Well, for starters, there’s a big difference between an undrinkable wine and one I personally loathe. Granted, the line between them can be blurry: it’s not the same as the difference between two adjacent squares on the checkerboard, with a strict delineation between red and black. It’s more like the edge of a shadow: fuzzy, inchoate. It’s hard to tell exactly where the line of the shadow is, because, due to the scattering of atoms, there is no line, just an interference pattern that is “Heisenbergian” in indeterminacy.
That makes the choice between a score of 22 (absolutely undrinkable, under Wine Enthusiast’s rules) and 80 or 81 (barely drinkable) a difficult one. On Tuesday the wine may be 22; on Wednesday, 80. So we have to admit there’s a certain arbitrariness here. But the important thing to keep in mind is that my own personal preference or reaction to a wine ought to be irrelevant to my review of it.
This really can’t be emphasized enough. In general you can say that any wine I review that scores between 80-84 points is not one I would wish to drink; yet such wines are drinkable, often eminently so, and, if priced right, can be bargains that receive the highly coveted “Best Buy” special designation the magazine lists in the wine’s formal review in the Buying Guide. (Producers love it when their wines get “Best Buys” as they can use this in their marketing.)
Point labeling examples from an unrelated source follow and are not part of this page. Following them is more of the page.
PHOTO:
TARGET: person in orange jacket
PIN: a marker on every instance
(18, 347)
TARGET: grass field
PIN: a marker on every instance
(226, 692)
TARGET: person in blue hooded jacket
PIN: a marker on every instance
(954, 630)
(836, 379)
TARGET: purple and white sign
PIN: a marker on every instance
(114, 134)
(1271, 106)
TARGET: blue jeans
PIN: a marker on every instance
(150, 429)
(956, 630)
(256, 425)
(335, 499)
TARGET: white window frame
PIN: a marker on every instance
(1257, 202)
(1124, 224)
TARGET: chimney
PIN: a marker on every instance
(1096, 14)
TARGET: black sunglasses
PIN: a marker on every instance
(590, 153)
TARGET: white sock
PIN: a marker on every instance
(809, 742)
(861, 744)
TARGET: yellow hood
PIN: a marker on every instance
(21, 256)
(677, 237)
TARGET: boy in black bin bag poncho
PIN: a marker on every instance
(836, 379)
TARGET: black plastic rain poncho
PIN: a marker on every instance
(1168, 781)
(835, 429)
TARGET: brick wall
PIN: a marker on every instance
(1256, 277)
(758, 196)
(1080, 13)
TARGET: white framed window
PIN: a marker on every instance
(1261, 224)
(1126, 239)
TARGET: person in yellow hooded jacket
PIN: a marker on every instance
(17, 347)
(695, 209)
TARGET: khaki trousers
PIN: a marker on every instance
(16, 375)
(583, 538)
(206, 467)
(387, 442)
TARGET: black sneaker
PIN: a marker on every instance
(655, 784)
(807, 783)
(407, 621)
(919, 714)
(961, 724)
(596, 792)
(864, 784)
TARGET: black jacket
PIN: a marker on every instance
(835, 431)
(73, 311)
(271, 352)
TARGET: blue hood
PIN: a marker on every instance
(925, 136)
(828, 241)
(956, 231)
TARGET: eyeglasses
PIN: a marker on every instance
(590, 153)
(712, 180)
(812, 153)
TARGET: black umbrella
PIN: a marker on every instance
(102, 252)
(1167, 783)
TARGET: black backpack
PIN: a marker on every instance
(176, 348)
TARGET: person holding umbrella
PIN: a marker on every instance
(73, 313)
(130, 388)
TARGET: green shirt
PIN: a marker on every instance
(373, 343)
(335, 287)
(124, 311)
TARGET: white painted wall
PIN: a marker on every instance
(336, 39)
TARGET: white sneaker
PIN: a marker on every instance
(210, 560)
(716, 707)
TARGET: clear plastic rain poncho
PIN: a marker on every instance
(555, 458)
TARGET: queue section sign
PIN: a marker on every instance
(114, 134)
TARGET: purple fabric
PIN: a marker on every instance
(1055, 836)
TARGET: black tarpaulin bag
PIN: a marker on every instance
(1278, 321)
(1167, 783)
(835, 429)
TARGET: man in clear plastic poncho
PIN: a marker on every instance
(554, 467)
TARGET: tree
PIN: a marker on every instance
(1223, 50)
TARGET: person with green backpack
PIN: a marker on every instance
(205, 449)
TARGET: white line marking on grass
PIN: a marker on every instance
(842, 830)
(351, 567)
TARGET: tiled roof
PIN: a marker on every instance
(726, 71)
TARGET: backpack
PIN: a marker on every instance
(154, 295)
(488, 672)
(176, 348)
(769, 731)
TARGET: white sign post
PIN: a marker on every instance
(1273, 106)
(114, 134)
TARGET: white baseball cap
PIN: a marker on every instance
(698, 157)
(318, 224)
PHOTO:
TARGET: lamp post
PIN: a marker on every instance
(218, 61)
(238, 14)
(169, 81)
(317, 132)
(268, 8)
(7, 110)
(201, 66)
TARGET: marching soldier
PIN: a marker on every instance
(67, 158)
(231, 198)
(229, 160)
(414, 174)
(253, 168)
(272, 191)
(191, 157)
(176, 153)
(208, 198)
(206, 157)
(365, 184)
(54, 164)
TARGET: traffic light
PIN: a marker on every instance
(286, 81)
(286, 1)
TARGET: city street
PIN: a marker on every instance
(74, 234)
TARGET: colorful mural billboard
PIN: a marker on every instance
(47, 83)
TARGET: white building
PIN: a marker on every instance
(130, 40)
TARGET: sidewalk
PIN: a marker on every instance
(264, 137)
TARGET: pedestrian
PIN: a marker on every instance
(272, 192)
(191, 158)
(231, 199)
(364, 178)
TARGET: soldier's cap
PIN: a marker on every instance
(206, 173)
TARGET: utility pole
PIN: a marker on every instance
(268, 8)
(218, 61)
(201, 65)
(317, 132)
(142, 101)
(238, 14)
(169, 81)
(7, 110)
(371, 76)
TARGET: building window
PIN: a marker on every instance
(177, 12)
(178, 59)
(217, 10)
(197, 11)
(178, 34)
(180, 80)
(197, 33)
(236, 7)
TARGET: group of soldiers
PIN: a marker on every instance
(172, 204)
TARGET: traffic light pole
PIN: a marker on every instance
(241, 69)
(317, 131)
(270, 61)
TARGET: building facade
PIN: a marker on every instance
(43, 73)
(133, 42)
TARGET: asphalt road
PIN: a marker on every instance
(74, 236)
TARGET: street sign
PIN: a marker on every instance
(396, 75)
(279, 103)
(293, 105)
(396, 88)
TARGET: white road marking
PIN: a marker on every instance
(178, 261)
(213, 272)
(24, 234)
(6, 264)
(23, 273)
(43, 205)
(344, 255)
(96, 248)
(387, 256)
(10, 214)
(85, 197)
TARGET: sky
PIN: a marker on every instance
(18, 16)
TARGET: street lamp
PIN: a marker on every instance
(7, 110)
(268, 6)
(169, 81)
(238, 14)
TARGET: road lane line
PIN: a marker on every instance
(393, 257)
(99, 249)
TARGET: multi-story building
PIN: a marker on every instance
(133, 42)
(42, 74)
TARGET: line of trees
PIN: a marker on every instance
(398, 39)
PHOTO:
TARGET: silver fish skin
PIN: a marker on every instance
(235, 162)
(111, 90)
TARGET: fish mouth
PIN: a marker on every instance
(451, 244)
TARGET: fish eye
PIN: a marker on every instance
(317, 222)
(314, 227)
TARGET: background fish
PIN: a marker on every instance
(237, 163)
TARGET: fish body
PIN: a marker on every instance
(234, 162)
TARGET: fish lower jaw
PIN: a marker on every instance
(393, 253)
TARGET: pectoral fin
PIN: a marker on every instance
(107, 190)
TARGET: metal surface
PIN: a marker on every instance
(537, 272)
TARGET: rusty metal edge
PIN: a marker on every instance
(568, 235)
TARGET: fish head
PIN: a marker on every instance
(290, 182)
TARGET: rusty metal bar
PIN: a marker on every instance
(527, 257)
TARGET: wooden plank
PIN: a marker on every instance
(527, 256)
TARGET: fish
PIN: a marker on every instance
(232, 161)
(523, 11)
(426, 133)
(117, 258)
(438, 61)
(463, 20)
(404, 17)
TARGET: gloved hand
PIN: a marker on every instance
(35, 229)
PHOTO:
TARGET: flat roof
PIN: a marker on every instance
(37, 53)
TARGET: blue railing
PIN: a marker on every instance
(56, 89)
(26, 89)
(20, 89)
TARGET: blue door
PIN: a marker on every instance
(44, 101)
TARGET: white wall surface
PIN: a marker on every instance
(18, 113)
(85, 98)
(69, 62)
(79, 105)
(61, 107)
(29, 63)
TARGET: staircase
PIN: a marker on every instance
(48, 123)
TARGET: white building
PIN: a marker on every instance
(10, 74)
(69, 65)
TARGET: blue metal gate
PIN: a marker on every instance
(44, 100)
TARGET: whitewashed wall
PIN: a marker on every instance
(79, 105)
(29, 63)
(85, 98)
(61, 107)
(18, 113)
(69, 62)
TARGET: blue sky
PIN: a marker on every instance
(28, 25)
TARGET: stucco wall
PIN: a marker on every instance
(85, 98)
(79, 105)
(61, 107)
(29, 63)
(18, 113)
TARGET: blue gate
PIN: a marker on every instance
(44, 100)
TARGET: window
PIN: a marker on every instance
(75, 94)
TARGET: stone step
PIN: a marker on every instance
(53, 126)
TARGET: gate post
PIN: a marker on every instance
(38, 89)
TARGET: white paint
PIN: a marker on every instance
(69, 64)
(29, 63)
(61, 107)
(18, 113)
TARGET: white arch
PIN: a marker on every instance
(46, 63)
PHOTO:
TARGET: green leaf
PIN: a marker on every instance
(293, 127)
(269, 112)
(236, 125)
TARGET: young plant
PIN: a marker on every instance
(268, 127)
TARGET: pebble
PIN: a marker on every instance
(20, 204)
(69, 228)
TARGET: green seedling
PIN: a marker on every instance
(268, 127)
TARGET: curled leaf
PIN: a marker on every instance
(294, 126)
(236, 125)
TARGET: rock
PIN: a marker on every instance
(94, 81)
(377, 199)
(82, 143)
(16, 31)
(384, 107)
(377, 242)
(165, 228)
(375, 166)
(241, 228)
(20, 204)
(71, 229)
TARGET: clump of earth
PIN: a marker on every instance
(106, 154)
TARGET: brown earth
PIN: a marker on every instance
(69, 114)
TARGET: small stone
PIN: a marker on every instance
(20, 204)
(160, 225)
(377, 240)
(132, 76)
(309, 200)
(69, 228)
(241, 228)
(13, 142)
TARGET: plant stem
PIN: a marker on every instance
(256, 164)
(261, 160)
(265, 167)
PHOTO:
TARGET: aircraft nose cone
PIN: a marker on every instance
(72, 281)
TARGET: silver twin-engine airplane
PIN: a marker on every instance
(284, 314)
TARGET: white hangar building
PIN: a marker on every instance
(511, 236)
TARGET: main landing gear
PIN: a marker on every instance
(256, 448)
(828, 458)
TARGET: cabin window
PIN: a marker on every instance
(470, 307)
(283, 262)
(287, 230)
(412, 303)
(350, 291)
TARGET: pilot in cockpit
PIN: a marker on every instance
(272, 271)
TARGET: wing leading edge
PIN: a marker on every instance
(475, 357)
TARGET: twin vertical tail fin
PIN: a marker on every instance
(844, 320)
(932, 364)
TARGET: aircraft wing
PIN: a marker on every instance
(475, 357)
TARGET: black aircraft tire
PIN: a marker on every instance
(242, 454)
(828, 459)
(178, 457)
I will often think, when writing a review of an 82-point wine that costs, say, $9, that millions of consumers will like it and consider themselves lucky to have gotten something so good at so affordable a price. This leads to the question of the critic putting himself in the shoes of the people he imagines himself to be writing for. In my case, this is an “average” consumer, one looking for value, as well as one who wants to enjoy his wine and have fun with it, preferably with companionable food. Since I have friends and family members to whom this description applies, I’ll often visualize them in my mind as I review, in a sort of version of “What Would Johnny Think?”
However, as a wine critic, I’m aware that people of a higher order of wine appreciation, more akin to my own, also read Wine Enthusiast and will be curious about my reviews of rare and expensive wines. And so I wish to do a good job of reviewing those wines as well. And I think I do. This illustrates the balancing act that Wine Enthusiast tries to accomplish: to be the magazine (and website) of the “masses” as well as the source of high-class information about the world’s greatest wines.
Most magazines and wine review newsletters do not do this. Some cater exclusively to the upper end. Others, who do not have access to the upper end, exclusively review what I call “supermarket wines” (and I’m sure you know what I mean). Few straddle the entire spectrum, at least in terms of the sheer numbers Wine Enthusiast does.
I’m very proud of the fact that, despite my preference for reviewing the greatest wines in California, I also have the opportunity of reviewing the commoners. Is it my favorite thing to do, to taste through 15 California-appellated Chardonnays that all cost less than $15? I’d be lying if I said it was. But I take that tasting to be as great a challenge as going through 15 high-level coastal Pinot Noirs or Napa Cabernet Sauvignons. Yes, I’d probably take two or three or even four times as long to taste through the latter as the former (because they’re vastly more complex wines that require more time to understand). But if I can give a Best Buy to an inexpensive wine–even one I’d never drink myself–it makes it a happy camper.